Leveraging Machine Learning Models in Developing a Web-Based Multilingual Hate Speech Detection System for Cebuano, Tagalog, and English on Social Media
Keywords:
Hate Speech Detection, Multilingual NLP, Machine Learning, Hyperparameter TuningAbstract
In this study, we explore the development of a web-based, multilingual hate speech detection system that supports Cebuano, Tagalog, and English languages. We integrated both traditional machine learning models and transformer-based deep learning approaches to assess their effectiveness in identifying hate speech from social media comments across various contexts. Specifically, we evaluated Naïve Bayes, Decision Tree, Support Vector Machine (SVM), Random Forest, MBERT, and XLM-Roberta. To prepare the data, we applied a series of preprocessing steps including tokenization, stemming, stopword removal, and TF-IDF vectorization. Feature relevance was enhanced through Chi-Square filtering, and we addressed class imbalance using the Synthetic Minority Over-sampling Technique (SMOTE), which improved recall rates for underrepresented classes.
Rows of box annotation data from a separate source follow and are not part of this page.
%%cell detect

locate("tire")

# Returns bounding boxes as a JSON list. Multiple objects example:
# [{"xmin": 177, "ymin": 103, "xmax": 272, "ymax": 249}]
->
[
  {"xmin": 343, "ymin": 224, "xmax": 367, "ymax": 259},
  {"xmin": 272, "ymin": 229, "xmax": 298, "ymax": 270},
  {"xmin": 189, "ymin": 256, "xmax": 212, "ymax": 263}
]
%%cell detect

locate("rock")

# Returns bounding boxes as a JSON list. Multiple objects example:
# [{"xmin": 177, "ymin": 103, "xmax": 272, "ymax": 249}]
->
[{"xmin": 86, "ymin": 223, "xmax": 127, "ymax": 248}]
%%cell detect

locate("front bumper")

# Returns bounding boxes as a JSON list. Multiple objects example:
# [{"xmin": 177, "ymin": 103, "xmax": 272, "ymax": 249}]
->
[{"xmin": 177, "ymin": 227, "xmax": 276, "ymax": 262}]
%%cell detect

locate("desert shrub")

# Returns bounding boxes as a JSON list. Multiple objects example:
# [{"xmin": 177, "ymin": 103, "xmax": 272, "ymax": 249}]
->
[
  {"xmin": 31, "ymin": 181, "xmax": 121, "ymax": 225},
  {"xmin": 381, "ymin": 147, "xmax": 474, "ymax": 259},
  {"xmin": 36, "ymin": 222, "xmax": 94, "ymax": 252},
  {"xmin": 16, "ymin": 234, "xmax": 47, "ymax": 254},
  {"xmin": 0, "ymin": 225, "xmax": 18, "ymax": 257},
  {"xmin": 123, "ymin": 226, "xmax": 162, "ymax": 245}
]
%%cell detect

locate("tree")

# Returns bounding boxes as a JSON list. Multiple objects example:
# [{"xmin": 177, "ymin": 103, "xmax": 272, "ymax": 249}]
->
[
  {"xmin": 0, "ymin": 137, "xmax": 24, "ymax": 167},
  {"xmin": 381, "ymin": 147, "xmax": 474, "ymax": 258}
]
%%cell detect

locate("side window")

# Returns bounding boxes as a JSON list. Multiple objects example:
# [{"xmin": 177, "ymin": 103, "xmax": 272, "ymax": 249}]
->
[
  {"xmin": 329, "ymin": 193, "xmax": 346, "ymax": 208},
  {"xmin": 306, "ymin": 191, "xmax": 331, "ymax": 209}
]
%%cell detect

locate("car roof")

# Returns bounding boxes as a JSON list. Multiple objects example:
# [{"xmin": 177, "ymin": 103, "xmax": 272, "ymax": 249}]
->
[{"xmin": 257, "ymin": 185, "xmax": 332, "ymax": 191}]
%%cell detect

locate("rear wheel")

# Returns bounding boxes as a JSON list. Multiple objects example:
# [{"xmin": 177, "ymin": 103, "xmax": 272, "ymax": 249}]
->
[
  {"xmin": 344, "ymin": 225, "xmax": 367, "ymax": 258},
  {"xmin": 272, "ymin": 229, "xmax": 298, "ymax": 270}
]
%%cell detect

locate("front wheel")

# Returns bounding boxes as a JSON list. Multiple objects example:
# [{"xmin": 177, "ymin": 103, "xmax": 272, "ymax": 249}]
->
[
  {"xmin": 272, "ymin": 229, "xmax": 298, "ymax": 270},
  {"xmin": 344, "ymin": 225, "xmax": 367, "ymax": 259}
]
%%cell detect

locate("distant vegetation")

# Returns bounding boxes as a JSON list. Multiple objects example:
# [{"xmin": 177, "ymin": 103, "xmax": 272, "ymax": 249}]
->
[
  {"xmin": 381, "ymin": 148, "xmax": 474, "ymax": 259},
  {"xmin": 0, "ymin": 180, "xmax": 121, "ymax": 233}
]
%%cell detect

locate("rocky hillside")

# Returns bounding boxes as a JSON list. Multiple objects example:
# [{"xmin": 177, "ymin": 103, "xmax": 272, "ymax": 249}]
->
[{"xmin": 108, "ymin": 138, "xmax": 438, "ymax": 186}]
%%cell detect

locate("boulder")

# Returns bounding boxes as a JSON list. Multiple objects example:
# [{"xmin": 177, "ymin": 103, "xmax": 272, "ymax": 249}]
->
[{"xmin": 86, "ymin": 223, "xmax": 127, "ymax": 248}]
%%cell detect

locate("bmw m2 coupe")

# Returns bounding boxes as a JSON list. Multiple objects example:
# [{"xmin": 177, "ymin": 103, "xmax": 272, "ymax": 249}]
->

Among the traditional models, the fine-tuned SVM achieved 92.1% accuracy, while Random Forest reached 93.3%, showing strong recall performance particularly for Cebuano and English texts. Meanwhile, transformer-based models yielded superior performance following hyperparameter tuning: MBERT achieved 96.1% accuracy with an F1-score of 0.97, and XLM-Roberta obtained 95.4% accuracy with an F1-score of 0.96. These results highlight the value of combining Chi-Square feature selection, SMOTE balancing, and fine-tuning strategies to optimize multilingual hate speech detection. Despite the advancements, our findings also reveal ongoing challenges related to class imbalance, as reflected in the macro F1-scores—even in transformer-based models. Overall, we demonstrate that a well-tuned hybrid approach can provide an efficient and scalable solution for multilingual hate speech detection in diverse digital environments.